If this were to happen, this likely wouldn’t bode well with analysts in investment houses; they would be obliged to model the company’s valuation with different comparators and, thus, a very different earnings outlook. However, the company seems to be banking on entering emerging markets with “budget” models: aggressive sales and promotional campaigns centered on revamped models of its SE stable – which haven’t been very encouraging in the U.S. – have enabled it to capture 3% of the Indian smartphone market in Q2 this year. However, India – like most other countries in South/Southeast Asia in general – is home to a mature customer base with highly variegated requirements, leading to a vast plethora of pricing bands for “gaming” handsets, “media” handsets (i.e., phones with good streaming or audio capabilities) and so forth. As a result, Apple’s “budget” handsets fall into the “ultra-premium” category in India and most other parts of Southeast Asia.

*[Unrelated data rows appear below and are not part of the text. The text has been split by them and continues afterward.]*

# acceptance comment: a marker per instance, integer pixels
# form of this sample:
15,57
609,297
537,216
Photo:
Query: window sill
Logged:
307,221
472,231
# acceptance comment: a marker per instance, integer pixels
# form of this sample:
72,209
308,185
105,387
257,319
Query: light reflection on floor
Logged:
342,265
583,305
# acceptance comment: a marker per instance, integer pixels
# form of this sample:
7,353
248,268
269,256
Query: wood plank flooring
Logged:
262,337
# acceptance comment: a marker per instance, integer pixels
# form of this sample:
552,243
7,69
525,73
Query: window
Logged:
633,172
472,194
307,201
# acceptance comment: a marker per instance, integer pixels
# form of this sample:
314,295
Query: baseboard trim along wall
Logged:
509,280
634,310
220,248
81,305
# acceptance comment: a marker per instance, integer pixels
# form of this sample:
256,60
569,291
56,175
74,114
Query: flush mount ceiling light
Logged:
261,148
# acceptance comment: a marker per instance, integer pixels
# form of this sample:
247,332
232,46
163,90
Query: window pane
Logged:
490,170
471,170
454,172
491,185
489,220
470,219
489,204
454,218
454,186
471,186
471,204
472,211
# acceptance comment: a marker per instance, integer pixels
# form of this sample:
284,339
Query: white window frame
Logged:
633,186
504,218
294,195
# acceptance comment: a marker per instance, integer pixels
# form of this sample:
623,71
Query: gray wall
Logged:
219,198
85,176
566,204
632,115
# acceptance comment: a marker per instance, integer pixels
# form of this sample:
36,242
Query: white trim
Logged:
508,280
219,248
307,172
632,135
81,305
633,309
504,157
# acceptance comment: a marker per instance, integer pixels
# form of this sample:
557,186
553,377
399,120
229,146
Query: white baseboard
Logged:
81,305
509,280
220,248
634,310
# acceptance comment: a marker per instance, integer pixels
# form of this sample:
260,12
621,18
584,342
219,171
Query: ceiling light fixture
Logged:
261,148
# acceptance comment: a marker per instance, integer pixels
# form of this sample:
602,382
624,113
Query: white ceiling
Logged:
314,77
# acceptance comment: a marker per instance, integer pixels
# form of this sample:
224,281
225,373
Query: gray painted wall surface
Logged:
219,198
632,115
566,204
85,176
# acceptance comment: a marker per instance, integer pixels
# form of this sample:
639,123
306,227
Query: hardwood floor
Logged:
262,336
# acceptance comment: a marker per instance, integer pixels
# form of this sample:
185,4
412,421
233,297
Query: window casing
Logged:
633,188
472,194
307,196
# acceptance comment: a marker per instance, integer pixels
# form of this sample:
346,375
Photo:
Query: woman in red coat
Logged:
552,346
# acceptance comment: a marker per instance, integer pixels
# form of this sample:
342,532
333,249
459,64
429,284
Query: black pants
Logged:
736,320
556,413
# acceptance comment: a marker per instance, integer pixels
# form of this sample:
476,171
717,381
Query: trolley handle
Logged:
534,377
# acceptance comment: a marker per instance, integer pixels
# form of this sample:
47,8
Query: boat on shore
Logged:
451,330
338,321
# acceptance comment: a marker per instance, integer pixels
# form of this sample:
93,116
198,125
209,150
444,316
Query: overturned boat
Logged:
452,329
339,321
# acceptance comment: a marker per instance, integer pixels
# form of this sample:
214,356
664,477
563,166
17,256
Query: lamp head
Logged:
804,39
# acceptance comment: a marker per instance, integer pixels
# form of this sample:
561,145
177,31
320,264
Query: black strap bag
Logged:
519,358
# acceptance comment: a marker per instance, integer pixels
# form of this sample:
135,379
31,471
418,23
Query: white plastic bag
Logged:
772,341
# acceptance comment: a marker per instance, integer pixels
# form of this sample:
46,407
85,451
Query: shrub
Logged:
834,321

Banking on sales volumes from emerging markets might not be the best prognostication for forward-looking growth in sales for Apple. In the present, however, there’s an interesting project that the company is working on: the “Titan” Electric Car project, which some sources expect to be launched in partnership with an established automaker in 2024 or beyond. It can be considered a safe bet that this project won’t necessarily lead to a mass-market offering. In any case, a bullish outlook based on this project in the present day would be premature.

As the previous article stated, investment houses are beginning to estimate an actual “technical” recession (as opposed to a mere “testing of lows”) will roll into the U.S. sometime around the second half of next year. Investment houses aren’t consistently right but they do adjust for new data – both qualitative and quantitative. An evolving view in a number of closed-distribution reports indicate that the notion of a U.S. recession is increasingly feasible and stateable. Given this, a recommendation to “buy” for investors looking to secure gains over a 12-month horizon cannot be made in good conscience at the present.

On the other hand, the company has historically shown very solid line item discipline. There’s ample argument that the company’s recent cutback of production targets while banking on higher-margin iPhone 14 Pro model sales over that of budget models makes the stock more of a “value” stock than a “growth” stock. However, “value” stocks tend to not be as overvalued as “growth” stocks. For investors looking to hold the stock for a period in excess of a year and beyond, this might be a decent candidate for consideration.

For investors looking to buy in regardless, it’s an even bet that there will be ample opportunities to “buy the dip” during the inevitable “retesting of lows” upcoming over the next few months. However, a return of the valuation highs seen in (let’s say) 2021 isn’t a provable given.

Overall, there’s ample cause to adopt a “wait and watch” approach. Hence, the recommendation is to “Hold.”